Des outils pour anticiper les besoins

La technologie numérique représente une véritable aubaine dans le secteur de l’assurance. L’exemple le plus spectaculaire reste un logiciel d’analyse faciale, développé par la startup Lapetus Solutions créée en 2014 en Caroline du Nord (Etats-Unis).
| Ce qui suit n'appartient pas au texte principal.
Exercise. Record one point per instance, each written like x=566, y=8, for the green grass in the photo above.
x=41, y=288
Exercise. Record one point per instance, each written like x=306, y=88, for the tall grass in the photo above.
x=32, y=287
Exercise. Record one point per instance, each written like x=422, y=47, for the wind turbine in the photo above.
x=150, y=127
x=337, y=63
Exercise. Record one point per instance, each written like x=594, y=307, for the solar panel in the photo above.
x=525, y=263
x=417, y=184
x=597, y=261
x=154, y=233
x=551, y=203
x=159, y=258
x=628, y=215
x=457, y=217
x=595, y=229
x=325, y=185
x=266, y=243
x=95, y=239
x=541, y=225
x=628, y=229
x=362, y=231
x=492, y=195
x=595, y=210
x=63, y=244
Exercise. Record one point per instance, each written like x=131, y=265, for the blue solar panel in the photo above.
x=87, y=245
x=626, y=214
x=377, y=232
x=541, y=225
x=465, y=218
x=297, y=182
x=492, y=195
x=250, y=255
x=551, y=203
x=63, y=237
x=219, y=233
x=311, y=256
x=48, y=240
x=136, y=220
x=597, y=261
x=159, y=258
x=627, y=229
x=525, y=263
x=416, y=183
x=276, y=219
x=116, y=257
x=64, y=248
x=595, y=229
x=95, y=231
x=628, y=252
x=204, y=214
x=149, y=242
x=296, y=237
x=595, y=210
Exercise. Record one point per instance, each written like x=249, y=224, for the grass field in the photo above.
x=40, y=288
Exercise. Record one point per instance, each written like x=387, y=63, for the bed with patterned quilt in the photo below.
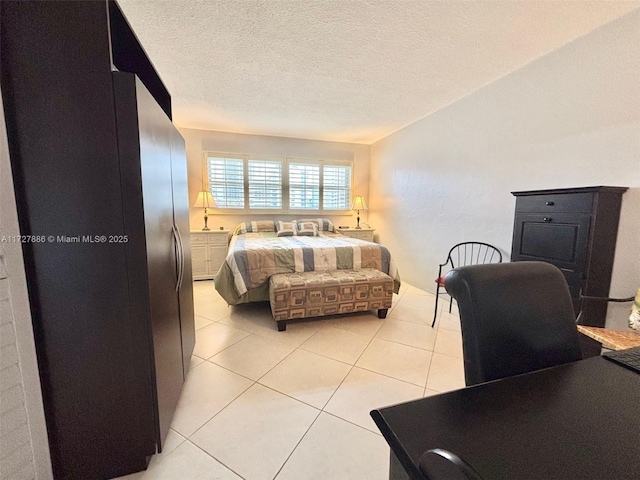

Son outil Chronos Life insurance permettrait d’estimer l’espérance de vie d’un assuré à partir de sa photo. Sans recourir à de telles méthodes, les assureurs utilisent déjà toute une série d’algorithmes.
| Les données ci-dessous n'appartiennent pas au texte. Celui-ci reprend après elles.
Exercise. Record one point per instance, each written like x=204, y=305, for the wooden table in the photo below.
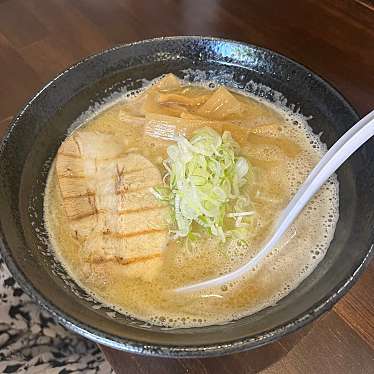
x=39, y=38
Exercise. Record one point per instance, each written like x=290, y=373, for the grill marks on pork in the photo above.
x=106, y=196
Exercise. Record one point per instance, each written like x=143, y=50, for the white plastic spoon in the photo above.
x=330, y=162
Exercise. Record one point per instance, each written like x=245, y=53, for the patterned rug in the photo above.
x=32, y=342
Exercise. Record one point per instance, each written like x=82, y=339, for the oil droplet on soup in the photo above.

L’intelligence artificielle (IA) permet déjà aux assureurs d’identifier les incohérences dans les contrats, les tentatives de fraude mais aussi de nouveaux risques à couvrir. Certains robots d’assurance scrutent déjà les réseaux sociaux, pour analyser les comportements des consommateurs. Une façon de détecter un changement de vie comme un projet immobilier, par exemple. L’assureur pourra ensuite proposer une assurance multirisque habitation, ou une assurance emprunteur.

L’aubaine des objets connectés

Les objets connectés fournissent une grande quantité d’informations précieuses. Domotique, boîtiers « pay as you drive » dans les véhicules (Allianz, Direct Assurance d’AXA ou Amaguiz de Groupama), objets de santé connectés… Les assureurs lorgnent sur les données que les consommateurs produisent sur leurs propres habitudes. Ces éléments leur permettent d’ajuster les contrats selon les risques pris par les clients, ou de donner des conseils de prévention.

Les actuaires (généralistes de la gestion du risque) pratiquent déjà la segmentation. Objectif, identifier les risques les plus intéressants pour offrir des contrats à moindres coûts. Ces technologies à disposition des assureurs posent cependant question. Les assureurs pourraient se concentrer uniquement sur les « bons clients », quitte à exclure les plus fragiles du marché de l’assurance, avertit Pascal Demurger, directeur général de la MAIF.